On Edmund Burke’s arrival in London, he rapidly acquired the contacts to fulfil his many ambitions. Called to the bar, he made a connection as a Middle Templar with John Hatsell, only four years his junior.

Burke’s com­mand of the English language was well rewarded in an era in which the well-turned phrase mattered a great deal to one’s career.

Burke advocated a role for parties in political society. Burke’s remarks - drawn from his essay Thoughts on the Cause of the Present Discontents (1770) - introduced this theme. ‘Party is a body of men united for promot­ing by their joint endeavours the national interest, upon some particular principle in which they are all agreed’.42 In Burke’s Speech to the Bristol Electors (1774), he denied that a parliamentary constituency could instruct its member of the House of Commons on issues which that member was likely to encounter.

Certainly, gentlemen, it ought to be the happiness and glory of a repre­sentative to live in the strictest union, the closest correspondence, and the most unreserved communication with his constituents. Their wishes ought to have great weight with him; their opinion, high respect; their business, unremitted attention. It is his duty to sacrifice his repose, his pleasures, his satisfactions, to theirs; and above all, ever, and in all cases, to prefer their interest to his own. But his unbiassed opinion, his mature judgment, his enlightened conscience, he ought not to sacrifice to you, to any man, or to any set of men living. These he does not derive from your pleasure; no, nor from the law and the constitution. They are a trust from Providence, for the abuse of which he is deeply answerable. Your representative owes you, not his industry only, but his judgment; and he betrays, instead of serving you, if he sacrifices it to your opinion.43

Constituency instructions, Burke declared, treated a member as if he were a child-agent.

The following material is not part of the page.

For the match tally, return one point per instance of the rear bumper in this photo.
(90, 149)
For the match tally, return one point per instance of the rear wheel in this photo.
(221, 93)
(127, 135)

Instructions reduced a legislator to the level of a solicitor, banker or commercial agent. If instructions were in place, voters would be empowered to anticipate their own - and necessarily virtual - role in parlia­mentary law-making. And if voters regarded themselves as licensed to par­ticipate in decision-making without participating in the debate (and taking

‘The eternal rules of justice and reason’ 63 the risks that accompany this participation), their voice, Burke concluded, must be treated as a potentially destabilising threat to political society.

In the place of constituency instructions, Burke favoured this alternative: Commons would manage the relationship between members and the House via deployment of Standing Orders (of the House) and Parliamentary law­making. I have already mentioned Grenville’s Act (1770). This law brought a measure of reform to Commons’ procedures governing election contests. A total of 17 Acts of Parliament may be gathered under the rubric Burkean reforms. In the first wave of support for the reformer’s programs, Burke and his allies induced Commons to pass legislation, such as Crewe’s Act and Clerke’s Act (1782). These enactments may be taken as an attempt to frame and bolster the trust relationship between members and their con­stituency electorates. The principal method employed was the regulation of dual office-holding; this was supplemented by nascent attempts to enact a measure of campaign finance reform.44 Commons’ oversight responsibility for government assets and transactions will be touched on shortly.

Political reform evolved to a higher level of maturity when the King’s excessive spending brought the monarch’s domination of constituency elec­tions under the microscope. In Burke’s Speech On The Plan For Economi­cal Reformation (1780) Burke elevated the ‘demands of the people, whose desires, when they do not militate with the stable and eternal rules of justice and reason (rules which are above us, and above them) ought to be as a law to a House of Commons’.45 This was no rhetorical flourish.

The appeal to the ‘demands of the people’ framed Burke’s program of reforming the nation’s ‘political circumstances’. This program worked hand-in-glove with Burke’s related program to elevate the House of Commons so that it played the preeminent role in overseeing public finance. David Bromwich’s The Intellectual Life of Edmund Burke underscores the threat posed by

the King surrounding himself with a sinister and corrupt set of helpers who are given legitimacy and financial buoyancy by nothing but their sinecures.46

The trust relationship, according to Burke, commenced when the member candidly confessed to the electorate, in my paraphrase: ‘I offer to go to Westminster and do my best on behalf of you, my constituents, taken as a sample of the nation’s inhabitants’. Burke thus assured his electors to this effect: ‘Trust me when I say that neither you nor the King will make an agent for any purpose’.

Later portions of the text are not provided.